Very shortly after that disturbing message, my pastor got up and preached that a person was going to leave soon, and would almost immediately cut their hair and wear pants. He said everyone would be surprised who it was, but that it would happen. After church that night, he called me at home and told me to never come back, that I was expelled.
These three events combined disturbed and grieved me deeply, especially in light of the first message about the severed hand. I didn’t backslide, but instead started attending a different church. And I continued to wrestle with the two messages and the expulsion. Though I finally explained my expulsion to my new pastor, I never told anyone about the severed hand sermon.
This summer, an evangelist preached the remedy. He preached about the foundation:
2 Timothy 2:19Nevertheless the foundation of God standeth sure…
1 Corinthians 3 11For other foundation can no man lay than that is laid, which is Jesus Christ. 12Now if any man build upon this foundation gold, silver, precious stones, wood, hay, stubble; 13Every man’s work shall be made manifest: for the day shall declare it, because it shall be revealed by fire; and the fire shall try every man’s work of what sort it is. 14If any man’s work abide which he hath built thereupon, he shall receive a reward. 15If any man’s work shall be burned, he shall suffer loss: but he himself shall be saved; yet so as by fire.

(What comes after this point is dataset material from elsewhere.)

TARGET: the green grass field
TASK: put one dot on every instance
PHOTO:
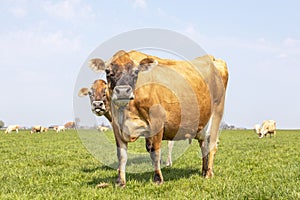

Hebrews 6:1Therefore leaving the principles of the doctrine of Christ, let us go on unto perfection; not laying again the foundation of repentance from dead works, and of faith toward God…
The evangelist continued by saying that the foundation of our salvation is Jesus. No one can shake our salvation (foundation) because our foundation was completed by Him, the master builder. We build on this foundation, and others build on it, poorly or well, and it is what we build that will be tried. But the foundation will remain sure. We cannot destroy the foundation by building on it. We cannot so easily lose salvation. The foundation is sure.
And the blood is sure. The blood can’t be stopped. At Calvary, the soldiers didn’t break Jesus’ legs like they did the thieves’. The prophecy was that not one bone of him should be broken. Why? Because the marrow in the bones produces the blood. If a bone is broken, the production of blood might be stopped or hindered in that area. But His bones were not broken. There is not one thing the devil or anyone else can do to stop the blood. We are saved by the blood, and it can’t be stopped. It can’t be hindered in our lives. Our foundation is sure in Him.
Romans 8 38For I am persuaded, that neither death, nor life, nor angels, nor principalities, nor powers, nor things present, nor things to come, 39Nor height, nor depth, nor any other creature, shall be able to separate us from the love of God, which is in Christ Jesus our Lord.
We and others build what they will in our lives by our words and deeds. These things will be tried by fire. But the foundation will not be tried- it was built by the master builder. Our foundation, our salvation, is sure in Jesus. There is nothing anyone can do to cut us off from Him.